No. of Recommendations: 12
I’m a big fan of hers, and there are other, similar examples. An even more telling one came at the beginning of the Republic, to wit:
The French and Indian war began in 1754 and ended in 1763, as the French enlisted native Americans to fight the British, perhaps as part of the larger French/British so-called “Seven Years War”. The British enlisted some natives on their side as well, and it was a large theater fought over 9 years up and down the border between English settlements and French territories.

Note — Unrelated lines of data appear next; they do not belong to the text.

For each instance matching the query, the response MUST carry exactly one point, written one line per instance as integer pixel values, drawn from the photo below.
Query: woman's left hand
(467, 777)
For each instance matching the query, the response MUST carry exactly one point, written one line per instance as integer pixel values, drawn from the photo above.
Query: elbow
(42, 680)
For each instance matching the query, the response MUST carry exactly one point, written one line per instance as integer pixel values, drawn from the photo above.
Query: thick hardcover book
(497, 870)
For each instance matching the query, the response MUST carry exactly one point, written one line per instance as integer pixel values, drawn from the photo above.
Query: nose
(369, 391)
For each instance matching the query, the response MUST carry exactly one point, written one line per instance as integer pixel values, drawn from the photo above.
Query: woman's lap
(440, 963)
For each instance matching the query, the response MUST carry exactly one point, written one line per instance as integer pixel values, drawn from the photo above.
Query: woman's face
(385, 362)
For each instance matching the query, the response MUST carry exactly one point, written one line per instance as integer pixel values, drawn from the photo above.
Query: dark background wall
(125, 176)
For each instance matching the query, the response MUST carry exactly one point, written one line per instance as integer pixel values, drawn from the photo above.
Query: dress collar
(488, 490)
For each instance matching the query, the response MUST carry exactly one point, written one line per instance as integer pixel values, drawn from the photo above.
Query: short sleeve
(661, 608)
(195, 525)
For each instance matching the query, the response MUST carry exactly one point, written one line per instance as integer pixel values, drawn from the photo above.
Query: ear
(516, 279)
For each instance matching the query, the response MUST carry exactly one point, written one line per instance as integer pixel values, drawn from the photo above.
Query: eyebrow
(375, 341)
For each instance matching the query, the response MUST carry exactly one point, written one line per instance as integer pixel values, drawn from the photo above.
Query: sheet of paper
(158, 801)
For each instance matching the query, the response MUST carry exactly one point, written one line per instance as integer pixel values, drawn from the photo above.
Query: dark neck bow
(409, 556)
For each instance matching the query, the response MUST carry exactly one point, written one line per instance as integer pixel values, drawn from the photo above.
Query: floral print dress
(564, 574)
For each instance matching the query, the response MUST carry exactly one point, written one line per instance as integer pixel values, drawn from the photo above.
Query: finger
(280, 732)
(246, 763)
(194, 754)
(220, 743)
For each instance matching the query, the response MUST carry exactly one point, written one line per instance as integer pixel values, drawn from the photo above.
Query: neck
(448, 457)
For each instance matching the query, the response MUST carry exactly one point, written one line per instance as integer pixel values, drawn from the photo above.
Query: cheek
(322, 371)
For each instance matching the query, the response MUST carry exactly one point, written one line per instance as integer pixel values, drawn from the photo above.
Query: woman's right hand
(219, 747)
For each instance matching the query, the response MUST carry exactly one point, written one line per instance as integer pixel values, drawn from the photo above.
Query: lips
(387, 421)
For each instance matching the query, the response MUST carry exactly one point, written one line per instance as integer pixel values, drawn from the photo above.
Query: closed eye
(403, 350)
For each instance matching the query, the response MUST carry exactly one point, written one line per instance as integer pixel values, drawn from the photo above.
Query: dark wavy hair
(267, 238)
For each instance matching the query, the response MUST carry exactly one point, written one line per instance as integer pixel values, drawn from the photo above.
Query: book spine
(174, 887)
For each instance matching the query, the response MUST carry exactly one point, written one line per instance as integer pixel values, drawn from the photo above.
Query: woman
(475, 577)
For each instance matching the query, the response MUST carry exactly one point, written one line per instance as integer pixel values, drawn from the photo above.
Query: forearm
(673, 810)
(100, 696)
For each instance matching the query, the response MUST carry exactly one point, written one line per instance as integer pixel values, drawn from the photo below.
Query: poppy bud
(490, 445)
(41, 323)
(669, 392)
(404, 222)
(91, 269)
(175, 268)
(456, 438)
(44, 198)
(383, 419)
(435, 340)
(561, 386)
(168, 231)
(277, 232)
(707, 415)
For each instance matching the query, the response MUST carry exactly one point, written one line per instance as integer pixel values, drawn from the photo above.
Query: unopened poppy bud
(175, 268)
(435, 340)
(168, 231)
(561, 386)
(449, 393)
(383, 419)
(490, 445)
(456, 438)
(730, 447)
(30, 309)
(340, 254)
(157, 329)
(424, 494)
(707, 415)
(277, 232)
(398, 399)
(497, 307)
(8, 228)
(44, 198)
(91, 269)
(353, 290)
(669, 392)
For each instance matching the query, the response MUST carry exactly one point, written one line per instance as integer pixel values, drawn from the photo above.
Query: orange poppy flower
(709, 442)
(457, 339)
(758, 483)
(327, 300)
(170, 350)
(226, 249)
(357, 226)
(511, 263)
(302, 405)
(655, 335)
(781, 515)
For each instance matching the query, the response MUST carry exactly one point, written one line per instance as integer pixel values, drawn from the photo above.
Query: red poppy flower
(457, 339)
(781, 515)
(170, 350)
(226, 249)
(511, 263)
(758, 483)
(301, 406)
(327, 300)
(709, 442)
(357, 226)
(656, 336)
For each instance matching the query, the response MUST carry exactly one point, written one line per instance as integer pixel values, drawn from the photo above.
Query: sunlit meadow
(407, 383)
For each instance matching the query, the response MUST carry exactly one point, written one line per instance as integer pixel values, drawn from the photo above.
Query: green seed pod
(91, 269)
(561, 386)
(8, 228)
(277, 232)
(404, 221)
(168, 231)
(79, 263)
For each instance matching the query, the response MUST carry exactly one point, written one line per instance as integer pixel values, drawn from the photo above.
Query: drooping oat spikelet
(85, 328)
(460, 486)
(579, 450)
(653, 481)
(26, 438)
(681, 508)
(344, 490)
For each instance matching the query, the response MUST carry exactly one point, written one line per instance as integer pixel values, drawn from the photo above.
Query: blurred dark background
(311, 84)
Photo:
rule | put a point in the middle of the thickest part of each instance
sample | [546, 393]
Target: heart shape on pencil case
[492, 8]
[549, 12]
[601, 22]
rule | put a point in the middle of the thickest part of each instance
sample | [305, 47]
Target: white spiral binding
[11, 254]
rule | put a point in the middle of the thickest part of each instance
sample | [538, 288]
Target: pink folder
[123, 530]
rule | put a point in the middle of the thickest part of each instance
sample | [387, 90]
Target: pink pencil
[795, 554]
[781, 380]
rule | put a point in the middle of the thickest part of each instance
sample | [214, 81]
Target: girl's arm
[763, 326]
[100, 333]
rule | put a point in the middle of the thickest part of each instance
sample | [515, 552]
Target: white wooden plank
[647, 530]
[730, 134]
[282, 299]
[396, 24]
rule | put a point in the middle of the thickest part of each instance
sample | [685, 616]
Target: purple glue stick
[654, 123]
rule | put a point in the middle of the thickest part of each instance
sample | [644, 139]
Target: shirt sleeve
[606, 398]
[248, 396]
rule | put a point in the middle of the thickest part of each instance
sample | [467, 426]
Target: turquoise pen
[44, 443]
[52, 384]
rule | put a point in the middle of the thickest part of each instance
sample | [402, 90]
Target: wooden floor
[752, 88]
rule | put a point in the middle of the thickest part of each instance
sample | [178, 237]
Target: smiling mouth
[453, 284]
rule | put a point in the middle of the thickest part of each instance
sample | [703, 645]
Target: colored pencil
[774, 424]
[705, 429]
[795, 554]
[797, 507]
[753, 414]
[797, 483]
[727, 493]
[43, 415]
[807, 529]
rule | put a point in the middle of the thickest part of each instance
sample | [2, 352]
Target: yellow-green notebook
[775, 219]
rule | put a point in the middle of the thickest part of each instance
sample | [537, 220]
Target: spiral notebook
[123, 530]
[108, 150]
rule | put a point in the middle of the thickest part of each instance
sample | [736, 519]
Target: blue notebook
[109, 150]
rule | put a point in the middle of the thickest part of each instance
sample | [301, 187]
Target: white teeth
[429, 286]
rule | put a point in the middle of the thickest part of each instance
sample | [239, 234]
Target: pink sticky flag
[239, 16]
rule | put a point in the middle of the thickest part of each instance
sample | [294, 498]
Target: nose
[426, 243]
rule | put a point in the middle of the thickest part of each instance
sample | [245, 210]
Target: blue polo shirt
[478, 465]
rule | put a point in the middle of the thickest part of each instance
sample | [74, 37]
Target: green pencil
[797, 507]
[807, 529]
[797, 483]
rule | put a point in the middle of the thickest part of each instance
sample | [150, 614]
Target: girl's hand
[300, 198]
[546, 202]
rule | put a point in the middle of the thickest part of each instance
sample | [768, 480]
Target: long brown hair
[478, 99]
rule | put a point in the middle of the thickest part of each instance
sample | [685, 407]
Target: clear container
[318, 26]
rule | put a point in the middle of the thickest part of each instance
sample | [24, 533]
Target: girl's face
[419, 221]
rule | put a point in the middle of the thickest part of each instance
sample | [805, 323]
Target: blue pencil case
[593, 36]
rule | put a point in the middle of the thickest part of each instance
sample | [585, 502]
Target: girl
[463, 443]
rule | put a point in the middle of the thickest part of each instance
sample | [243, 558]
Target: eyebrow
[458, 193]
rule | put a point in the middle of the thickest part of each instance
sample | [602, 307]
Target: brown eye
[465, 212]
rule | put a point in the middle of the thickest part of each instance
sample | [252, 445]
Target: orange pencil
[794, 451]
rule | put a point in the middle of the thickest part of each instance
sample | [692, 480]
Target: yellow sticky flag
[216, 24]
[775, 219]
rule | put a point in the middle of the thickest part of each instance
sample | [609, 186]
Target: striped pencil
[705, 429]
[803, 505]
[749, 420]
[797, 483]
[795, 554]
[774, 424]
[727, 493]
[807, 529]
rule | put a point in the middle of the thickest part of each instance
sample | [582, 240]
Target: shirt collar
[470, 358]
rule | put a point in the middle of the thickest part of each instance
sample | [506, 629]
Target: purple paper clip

Now I mention that it ended in 1763. You’ll notice that 1775 - 1763 is a mere 12 years. In 1763 you could scarcely find someone in a British colony who didn’t consider himself, uh, British, yet a mere 12 years later they were declaring themselves “Not British” or “Fully American” or some value in between.
(While polling didn’t exist in those days, latter day estimates indicate that about 1/3 of the populace was full on “Revolution”, and 1/3 was “I don’t care, just leave me alone”, and 1/3 was still loyal to the Crown.” Many of that last group eventually decamped to Canada.
Think of it! Just 12 years from “loyal subjects” to “full out revolutionaries”. While HCR talks about the Civil War, surely the time of greatest strife in the country, the period just prior to the Revolution surely qualifies as another example of the great danger of demagoguery, and I dare say the period between 1929 and 1935 could have ended quite differently had FDR not gotten hold of the reins of the economy and at least started to show *some* progress. The growth of Communism as a possibly viable alternative grew apace, as did the Nazi movement overseas (and here!)
Anyway, Democracy hangs by a thread at some times, the madness of crowds and all that. Please vote; I know that past four years haven’t been perfect, but they’ve been pretty good, certainly better than the four years before that. Of course that’s a low bar, but that’s what we’ve come to.